L'argument d'Enridge lors des auditions de l'Office National de l'Énergie peut se résumer comme suit : nous avons une grande connaissance des essais hydrostatiques et ces essais ne peuvent garantir l'absence de fuite plus tard, et ces essais peuvent même accélérer la croissance de certaines fissures. Ces affirmations d'Enbridge n'ont jamais été  questionné par l'ONÉ. L'ONÉ a donc fait siennes les conclusions d'Enbridge. 
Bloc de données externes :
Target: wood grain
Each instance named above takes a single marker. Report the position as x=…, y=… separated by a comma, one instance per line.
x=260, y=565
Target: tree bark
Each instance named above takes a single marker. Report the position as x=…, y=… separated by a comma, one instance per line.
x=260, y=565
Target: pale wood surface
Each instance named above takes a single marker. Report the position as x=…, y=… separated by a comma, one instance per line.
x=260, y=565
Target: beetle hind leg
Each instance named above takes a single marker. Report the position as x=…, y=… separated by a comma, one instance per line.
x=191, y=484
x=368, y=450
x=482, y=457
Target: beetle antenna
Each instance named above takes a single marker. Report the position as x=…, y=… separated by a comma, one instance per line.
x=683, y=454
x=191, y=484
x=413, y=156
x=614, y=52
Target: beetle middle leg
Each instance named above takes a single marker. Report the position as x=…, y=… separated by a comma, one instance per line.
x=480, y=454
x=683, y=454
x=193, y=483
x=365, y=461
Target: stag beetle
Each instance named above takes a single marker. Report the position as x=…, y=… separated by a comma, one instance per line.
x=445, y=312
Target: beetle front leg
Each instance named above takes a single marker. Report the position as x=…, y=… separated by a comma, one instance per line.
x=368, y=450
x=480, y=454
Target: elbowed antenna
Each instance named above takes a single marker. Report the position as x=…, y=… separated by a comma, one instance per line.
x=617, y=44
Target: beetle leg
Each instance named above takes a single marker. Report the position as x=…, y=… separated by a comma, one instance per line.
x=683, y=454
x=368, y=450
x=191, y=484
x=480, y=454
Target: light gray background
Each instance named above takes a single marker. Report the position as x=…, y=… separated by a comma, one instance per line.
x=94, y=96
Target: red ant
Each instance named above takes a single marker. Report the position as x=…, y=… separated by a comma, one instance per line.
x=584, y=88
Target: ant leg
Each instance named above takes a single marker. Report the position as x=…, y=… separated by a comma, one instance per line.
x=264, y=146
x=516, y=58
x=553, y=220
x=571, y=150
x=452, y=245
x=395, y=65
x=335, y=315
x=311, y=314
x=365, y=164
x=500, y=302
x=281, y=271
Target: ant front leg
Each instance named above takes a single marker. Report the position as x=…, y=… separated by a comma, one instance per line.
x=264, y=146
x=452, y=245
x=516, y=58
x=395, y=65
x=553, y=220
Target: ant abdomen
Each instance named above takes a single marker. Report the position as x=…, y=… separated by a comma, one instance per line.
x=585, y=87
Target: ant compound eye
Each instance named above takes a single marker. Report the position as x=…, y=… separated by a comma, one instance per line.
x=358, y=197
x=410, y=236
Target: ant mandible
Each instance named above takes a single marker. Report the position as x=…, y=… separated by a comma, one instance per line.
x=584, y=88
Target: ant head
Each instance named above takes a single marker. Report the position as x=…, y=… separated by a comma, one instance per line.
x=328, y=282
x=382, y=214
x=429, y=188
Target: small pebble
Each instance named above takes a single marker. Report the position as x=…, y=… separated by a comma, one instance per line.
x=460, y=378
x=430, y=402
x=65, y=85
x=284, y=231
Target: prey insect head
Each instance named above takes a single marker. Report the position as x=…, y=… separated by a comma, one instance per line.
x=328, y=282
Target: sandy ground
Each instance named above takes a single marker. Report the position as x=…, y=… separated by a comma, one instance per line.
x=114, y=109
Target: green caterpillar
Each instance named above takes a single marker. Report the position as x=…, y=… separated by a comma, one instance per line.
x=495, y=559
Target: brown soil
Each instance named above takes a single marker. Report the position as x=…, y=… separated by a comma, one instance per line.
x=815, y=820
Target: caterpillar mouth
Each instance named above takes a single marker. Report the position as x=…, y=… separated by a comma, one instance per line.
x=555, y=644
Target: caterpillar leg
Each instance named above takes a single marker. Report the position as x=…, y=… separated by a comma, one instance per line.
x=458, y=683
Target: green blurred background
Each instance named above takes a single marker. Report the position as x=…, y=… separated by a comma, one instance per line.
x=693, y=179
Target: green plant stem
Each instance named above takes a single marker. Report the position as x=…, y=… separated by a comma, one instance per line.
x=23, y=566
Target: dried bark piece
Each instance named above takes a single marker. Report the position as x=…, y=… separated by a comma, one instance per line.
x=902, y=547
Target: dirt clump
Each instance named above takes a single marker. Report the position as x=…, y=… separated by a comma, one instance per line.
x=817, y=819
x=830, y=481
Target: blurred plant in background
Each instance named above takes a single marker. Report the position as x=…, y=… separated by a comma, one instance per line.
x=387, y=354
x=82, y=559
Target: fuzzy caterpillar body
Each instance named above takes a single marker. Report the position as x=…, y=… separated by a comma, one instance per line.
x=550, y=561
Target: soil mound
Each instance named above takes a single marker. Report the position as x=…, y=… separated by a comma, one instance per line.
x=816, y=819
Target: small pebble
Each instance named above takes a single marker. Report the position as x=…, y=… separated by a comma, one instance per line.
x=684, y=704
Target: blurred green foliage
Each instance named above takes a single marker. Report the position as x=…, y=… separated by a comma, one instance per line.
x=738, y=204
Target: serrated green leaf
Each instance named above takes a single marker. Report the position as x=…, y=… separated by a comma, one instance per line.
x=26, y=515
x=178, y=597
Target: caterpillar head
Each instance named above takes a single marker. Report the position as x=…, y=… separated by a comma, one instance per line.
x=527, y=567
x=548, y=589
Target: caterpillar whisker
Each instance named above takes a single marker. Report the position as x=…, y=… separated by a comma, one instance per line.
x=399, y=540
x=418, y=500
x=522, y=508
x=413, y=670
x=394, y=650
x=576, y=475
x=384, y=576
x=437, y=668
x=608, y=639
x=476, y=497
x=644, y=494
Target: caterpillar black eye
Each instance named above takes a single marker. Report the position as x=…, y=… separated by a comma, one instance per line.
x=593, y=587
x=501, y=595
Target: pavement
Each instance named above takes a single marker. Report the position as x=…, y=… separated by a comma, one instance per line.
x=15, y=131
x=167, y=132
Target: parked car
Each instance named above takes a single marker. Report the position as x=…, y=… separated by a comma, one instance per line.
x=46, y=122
Si les "essais hydrostatiques ne sont pas une panacée" (citation d'Enbridge lors des audiences ONÉ), nous croyons comme M. Richard Kuprewisz qu'ils sont essentiels pour augmenter la confiance de tous dans l'intégrité et l'étancheité du pipeline 9B avant sa mise en service étant donné l'âge du pipeline (40 ans) et le nombre important de réparations faites en 2012-2014. 

MAINTENANT QUE LA CMM S'EST PRONONCÉE EN FAVEUR DES TESTS HYDROSTATIQUES, NOUS NOUS ATTENDONS À CE QUE LE GOUVERNEMENT DU QUÉBEC FASSE DE MÊME EN FAISANT RESPECTER LA CONDITION 13 DE LA CAPERN QUI EXIGE DES TESTS HYDROSTATIQUES POUR VÉRIFIER L'ÉTAT DE LA CANALISATION 9B.